Miami K-9 may have been starved to death
MIAMI — Investigators believe Dynasty, a Miami police bloodhound who specialized in tracking down missing persons, died of starvation, The Miami Herald has learned.
The dog's partner, Officer Rondal Brown, 48, a decorated veteran police officer, has been relieved of duty with pay as internal affairs detectives probe Dynasty's death. The police dog stayed with Brown at his home.
"I know for certain that Ron would never intentionally starve a dog. That's just absolutely out of the question," Matthewman said.
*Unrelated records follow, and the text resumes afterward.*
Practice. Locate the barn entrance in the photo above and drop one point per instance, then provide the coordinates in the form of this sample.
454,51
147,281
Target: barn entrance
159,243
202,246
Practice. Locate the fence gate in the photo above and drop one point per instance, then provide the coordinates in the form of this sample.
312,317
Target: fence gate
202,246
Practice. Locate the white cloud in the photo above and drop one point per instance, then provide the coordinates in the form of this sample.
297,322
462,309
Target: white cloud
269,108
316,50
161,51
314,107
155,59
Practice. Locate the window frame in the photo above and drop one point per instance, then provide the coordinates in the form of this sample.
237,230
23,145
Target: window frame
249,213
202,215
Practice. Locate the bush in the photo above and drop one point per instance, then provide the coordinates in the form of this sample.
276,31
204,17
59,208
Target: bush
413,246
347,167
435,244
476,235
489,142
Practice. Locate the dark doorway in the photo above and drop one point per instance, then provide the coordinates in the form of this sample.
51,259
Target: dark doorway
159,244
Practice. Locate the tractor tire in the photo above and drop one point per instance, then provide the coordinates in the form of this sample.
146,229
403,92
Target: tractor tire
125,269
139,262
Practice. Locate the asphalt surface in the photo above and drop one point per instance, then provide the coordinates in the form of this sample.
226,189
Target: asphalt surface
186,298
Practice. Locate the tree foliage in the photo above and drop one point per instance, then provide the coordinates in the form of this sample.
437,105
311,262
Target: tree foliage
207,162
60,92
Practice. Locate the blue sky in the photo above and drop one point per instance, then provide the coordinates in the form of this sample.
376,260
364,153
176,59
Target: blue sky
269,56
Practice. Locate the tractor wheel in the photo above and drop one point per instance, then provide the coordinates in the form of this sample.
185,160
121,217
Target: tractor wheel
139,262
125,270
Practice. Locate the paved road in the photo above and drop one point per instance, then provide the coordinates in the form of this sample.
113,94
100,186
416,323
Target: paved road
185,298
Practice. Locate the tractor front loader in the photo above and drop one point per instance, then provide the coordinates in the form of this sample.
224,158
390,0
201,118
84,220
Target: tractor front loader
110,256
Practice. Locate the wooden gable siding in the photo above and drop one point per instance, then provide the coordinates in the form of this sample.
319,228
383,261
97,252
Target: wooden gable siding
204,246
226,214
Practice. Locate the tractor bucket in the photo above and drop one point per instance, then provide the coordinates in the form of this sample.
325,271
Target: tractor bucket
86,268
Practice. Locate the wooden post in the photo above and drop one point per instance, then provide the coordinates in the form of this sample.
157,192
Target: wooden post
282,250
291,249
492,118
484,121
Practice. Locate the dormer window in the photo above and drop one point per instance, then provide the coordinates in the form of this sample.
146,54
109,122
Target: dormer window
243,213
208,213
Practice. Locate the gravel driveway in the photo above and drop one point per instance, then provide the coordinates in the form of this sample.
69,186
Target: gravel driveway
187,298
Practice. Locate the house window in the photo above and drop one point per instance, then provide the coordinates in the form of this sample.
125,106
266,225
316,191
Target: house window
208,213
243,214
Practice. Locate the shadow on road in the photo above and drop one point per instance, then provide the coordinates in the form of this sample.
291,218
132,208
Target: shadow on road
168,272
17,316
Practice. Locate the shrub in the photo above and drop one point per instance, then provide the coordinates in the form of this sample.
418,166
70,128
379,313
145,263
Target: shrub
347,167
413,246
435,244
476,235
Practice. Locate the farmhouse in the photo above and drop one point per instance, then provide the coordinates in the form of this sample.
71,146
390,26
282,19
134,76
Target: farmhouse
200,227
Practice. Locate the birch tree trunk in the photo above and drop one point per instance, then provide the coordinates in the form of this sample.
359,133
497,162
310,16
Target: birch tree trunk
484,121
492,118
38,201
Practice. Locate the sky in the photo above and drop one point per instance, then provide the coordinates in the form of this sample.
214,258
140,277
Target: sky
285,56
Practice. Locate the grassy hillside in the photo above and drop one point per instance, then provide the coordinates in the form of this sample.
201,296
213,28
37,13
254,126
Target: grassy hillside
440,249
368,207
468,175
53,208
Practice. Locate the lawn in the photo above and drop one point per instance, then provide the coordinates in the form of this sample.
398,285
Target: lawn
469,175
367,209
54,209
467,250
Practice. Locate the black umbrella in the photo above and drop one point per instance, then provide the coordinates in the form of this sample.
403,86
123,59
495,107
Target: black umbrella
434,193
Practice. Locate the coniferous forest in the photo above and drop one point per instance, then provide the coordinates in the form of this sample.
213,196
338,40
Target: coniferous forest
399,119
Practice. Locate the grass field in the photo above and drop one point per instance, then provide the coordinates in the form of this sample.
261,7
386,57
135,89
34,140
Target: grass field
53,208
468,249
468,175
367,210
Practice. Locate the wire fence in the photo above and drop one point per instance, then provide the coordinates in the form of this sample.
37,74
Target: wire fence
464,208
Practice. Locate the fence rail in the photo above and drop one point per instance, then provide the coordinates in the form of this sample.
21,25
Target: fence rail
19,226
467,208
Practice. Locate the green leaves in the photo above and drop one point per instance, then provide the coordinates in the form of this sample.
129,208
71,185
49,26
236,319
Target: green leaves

The case is being probed by Miami's internal affairs unit and the Miami-Dade state attorney's office. Police and prosecutors declined to comment on the ongoing criminal probe.
The investigation has sent shock waves through the department, where Brown remains a popular figure.
"Shocked is probably the best way to describe the fact there might be a problem. He's always been a wonderful guy every time I've dealt with him," said Detective Delrish Moss, a police spokesman.
Brown was hired in 1987 and has spent most of his two decades working with police dogs. He is married to Florence Edwards Brown, a Broward County sheriff's deputy.
His personnel file, made public on Wednesday, is squeaky clean -- no major allegations of misconduct. He boasts more than 30 letters of commendation.
In a recent evaluation, a superior wrote:
"Officer Brown maintains a bloodhound in top condition, ready to respond to person searches for children and elderly missing persons," and "K-9 work is dirty. Officer Brown maintains a professional appearance at all times."
The police department declined to provide background on Dynasty.
Matthewman said Dynasty "was a dog Brown dearly loved."
The attorney added that Brown had recently been dealing with a heart condition and had been on light-desk duty.
Brown is the second K-9 officer in Miami-Dade County to be investigated for the death of his animal partner.
Last year, Miami-Dade Sgt. Allen Cockfield was arrested after police say he fatally kicked his German shepherd, Duke. Cockfield pleaded not guilty and is awaiting trial on charges of animal cruelty and killing a police dog, a third-degree felony.
Two such investigations -- in the same county within one year -- is rare in police K-9 circles, said Harold Bennett, president of the North American Police Work Dog Association.
"You don't see that too often. Usually there is a bond between the dog and the handler," Bennett said.